キヨラはこれまで一緒に幸と演奏してきた経験則で語る。


 演奏中の幸の存在感は圧倒的である。

バッキング(ギターで行う伴奏)をしていても、聴くものの心をつかんでしまう幸のギター。

これはこの“シンフォニア”に来て100を受ける前から十分に発揮されていた幸の能力である。


 チャーコの演奏する楽器もギターであり、幸と同じ音域帯なので音が被る。

そうなると、上手く弾けていても、幸の音に隠れて聴衆の元に届きにくい。また、ミスをしてしまうと、幸の音を濁らしてしまう。

 幸と言う圧倒的なギタリストがいる以上チャーコの立ち位置はかなり気を付けないと行けない。

 チャーコは他の演奏者よりも、綿密に弾き方を考え、リハーサルをこなさねばならなかった。

 それゆえザンスター・サオールズの楽奴の誰よりも、チャーコはキヨラと共に過ごし練習を行っていた。

 チャーコとキヨラの二人だけの練習も何度も行っている。


 そんな今日も二人で練習をしている日だった。


 その時は突然現れた。
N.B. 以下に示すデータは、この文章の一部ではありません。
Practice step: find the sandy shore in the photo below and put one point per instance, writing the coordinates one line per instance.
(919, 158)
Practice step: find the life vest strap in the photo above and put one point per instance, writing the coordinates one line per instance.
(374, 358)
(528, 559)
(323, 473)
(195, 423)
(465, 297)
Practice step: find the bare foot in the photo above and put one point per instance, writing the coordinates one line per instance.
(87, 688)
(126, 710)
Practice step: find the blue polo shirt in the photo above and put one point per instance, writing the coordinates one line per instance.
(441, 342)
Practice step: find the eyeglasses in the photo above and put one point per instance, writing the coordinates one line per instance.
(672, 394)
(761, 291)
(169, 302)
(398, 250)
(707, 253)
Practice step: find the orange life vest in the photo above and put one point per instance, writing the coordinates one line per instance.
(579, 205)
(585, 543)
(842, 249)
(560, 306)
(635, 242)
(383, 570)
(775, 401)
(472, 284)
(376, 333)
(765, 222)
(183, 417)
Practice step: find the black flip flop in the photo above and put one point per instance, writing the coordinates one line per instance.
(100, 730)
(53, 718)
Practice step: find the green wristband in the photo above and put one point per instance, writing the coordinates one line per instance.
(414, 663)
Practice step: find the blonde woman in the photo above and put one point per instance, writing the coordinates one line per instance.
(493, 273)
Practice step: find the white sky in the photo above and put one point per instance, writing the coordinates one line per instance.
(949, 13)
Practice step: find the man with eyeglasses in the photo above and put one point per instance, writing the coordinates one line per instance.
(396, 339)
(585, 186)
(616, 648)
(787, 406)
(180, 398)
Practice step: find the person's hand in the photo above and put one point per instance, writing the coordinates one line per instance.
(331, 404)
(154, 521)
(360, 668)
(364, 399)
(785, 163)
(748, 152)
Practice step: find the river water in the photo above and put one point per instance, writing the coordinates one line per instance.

まるで嵐の様に。

この町の現領主である“ケイケス”が、突如船着き場に現れたのだ。

側にはチャーコの妹である“ミコ”を連れている。


「そろそろ、今月の町民会議の事を考えないと行けないなぁ……。

 いよいよ、ワタークを吊るし上げるのもいいかも知れんなぁ!

 なぁ、ミコよ!」

ケイケスは後ろ手でその手を組み、悠々と言う。

そのまなこはキラリと光り、ミコに向けられている。

ケイケスのスキンヘッドから放たれる光と交わりその光量は凄い。


 ミコと呼ばれる少女は、14歳程の体躯で、綺麗なピンク髪を後ろで二つくくりにしていた。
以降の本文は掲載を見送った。